Subdivision of the Mughal Empire between 1580–1857

Delhi Subah, also known as the Shahjahanabad Subah, was one of the subahs (provincial-level administrative division) of the Mughal Empire. During the Mughal Empire, the Punjab region consisted of three subahs: Lahore and Multan subahs, and parts of Delhi Subah.

Delhi remained an important place for the Mughals, who built palaces and forts. Most importantly, Shah Jahan ordered his famous chief architect, Ustad Ahmad Lahori to build the walled city between 1638 and 1649, containing the Lal Qila and the Chandni Chowk. Delhi was one of the original twelve subahs (imperial Mughal provinces), renamed Shahjahanabad in 1648, bordering Awadh, Agra, Ajmer, Multan, and Lahore subahs. Daryaganj had the original cantonment of Delhi, after 1803, where a native regiment of Delhi garrison was stationed, which was later shifted to the Ridge area. East of Daryaganj was Raj ghat Gate of the walled city, opening at Raj Ghat on Yamuna River. The first wholesale market of Old Delhi opened as the hardware market in Chawri Bazaar in 1840, the next wholesale market was that of dry fruits, spices, and herbs at Khari Baoli, opening in 1850. The Phool Mandi (Flower Market) of Daryaganj was established in 1869, and even today, despite serving a small geographical area, it is of great importance due to dense population.

== History ==
The early modern period in Indian history is marked with the rise of the Mughal Empire between the 16th and 18th centuries.

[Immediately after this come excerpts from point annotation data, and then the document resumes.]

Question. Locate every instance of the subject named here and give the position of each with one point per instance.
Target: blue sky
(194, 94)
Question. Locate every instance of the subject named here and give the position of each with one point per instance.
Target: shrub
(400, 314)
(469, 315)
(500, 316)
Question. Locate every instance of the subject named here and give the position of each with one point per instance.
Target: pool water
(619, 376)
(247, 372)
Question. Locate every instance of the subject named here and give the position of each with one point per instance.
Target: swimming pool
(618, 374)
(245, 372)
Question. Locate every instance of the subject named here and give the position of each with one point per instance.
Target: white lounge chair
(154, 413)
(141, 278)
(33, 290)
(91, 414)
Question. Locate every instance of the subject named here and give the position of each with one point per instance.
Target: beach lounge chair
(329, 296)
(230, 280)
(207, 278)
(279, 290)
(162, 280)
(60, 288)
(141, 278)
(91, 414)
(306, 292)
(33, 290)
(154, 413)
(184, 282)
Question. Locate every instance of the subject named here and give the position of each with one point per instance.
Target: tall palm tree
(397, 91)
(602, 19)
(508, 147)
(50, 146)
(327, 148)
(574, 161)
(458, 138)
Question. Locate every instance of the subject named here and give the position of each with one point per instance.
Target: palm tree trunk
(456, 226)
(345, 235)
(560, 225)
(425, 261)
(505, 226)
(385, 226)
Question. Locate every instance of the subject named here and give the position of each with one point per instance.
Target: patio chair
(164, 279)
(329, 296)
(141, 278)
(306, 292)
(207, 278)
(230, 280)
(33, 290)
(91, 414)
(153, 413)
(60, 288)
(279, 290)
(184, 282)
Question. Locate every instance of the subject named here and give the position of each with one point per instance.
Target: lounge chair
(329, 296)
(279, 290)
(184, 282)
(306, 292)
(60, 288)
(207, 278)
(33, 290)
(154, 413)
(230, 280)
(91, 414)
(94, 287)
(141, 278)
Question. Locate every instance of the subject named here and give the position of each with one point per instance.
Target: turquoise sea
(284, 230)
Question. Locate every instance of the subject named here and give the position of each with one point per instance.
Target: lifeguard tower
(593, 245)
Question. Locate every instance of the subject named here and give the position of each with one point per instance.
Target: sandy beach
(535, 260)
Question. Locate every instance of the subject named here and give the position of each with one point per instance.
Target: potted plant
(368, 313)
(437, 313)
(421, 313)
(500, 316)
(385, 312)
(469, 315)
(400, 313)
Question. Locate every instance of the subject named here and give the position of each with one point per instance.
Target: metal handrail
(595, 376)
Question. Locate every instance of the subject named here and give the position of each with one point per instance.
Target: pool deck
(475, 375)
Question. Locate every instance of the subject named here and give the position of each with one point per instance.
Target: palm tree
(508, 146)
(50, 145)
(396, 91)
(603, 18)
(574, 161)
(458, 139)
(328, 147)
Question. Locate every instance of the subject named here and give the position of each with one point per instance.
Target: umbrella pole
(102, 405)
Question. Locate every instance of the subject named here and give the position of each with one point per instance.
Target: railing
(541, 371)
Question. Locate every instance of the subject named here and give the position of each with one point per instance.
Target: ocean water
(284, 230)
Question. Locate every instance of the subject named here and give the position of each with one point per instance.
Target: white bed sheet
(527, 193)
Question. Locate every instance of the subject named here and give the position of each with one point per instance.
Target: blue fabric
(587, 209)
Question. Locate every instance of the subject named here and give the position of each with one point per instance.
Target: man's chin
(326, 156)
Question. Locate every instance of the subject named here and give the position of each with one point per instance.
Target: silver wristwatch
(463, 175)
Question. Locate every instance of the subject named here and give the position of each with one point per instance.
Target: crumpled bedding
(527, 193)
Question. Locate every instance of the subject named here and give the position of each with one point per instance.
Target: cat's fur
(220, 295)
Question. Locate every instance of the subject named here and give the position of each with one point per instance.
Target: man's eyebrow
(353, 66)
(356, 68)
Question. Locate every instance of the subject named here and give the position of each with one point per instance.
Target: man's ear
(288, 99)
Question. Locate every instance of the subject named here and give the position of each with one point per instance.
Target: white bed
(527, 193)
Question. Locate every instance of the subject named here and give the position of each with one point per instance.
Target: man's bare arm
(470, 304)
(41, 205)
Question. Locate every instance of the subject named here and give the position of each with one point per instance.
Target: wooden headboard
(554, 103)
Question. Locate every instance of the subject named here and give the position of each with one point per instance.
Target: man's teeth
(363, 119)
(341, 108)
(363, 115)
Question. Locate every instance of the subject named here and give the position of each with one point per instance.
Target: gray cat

After the fall of the Delhi Sultanate, the Mughals ruled from Agra, Sikri and Lahore, but the city once became the capital in 1648 during the rule of Shah Jahan, and remained the capital until the fall of the empire. During this time, Delhi became a center for culture, and poets such as Ghalib, Dard, Dagh and Zauq lived in the city and sought patronage of the emperor. The Mughals also built several monuments in the city including Humayun's Tomb, Red Fort, and Jama Masjid.

=== Babur and Humayun (1526–1556) ===

The first Mughal Emperors Babur (1526–1530) and Humayun (1530–1540, restored 1556–57) ruled from Agra, unlike the preceding Delhi Sultans.

In the mid-16th century there was an interruption in the Mughal rule of India as Sher Shah Suri defeated Humayun and forced him to flee to Persia. Sher Shah Suri built the sixth city of Delhi, as well as the old fort known as Purana Qila, even though this city was settled since the ancient era. After Sher Shah Suri's death in 1545, his son Islam Shah took the reins of north India from Delhi. Islam Shah ruled from Delhi. Then Humayun was briefly restored; but meanwhile in 1553 the Hindu Hemu became the Prime Minister and Chief of Army of Adil Shah.

Hemu fought and won 22 battles in all against rebels and (twice) against the Mughal Akbar's army in Agra and Delhi, without losing any. After defeating Akbar's army on 7 October 1556 at Tughlaqabad fort area in Battle of Delhi, Hemu acceded to Delhi throne and established Hindu Raj in North India for a brief period, taking the title 'Vikramaditya' at his coronation in Purana Quila, Delhi. Hemu was defeated at the second battle of Panipat by Mughal forces led by Akbar's regent Bairam Khan, thus reinstating Mughal rule in the region.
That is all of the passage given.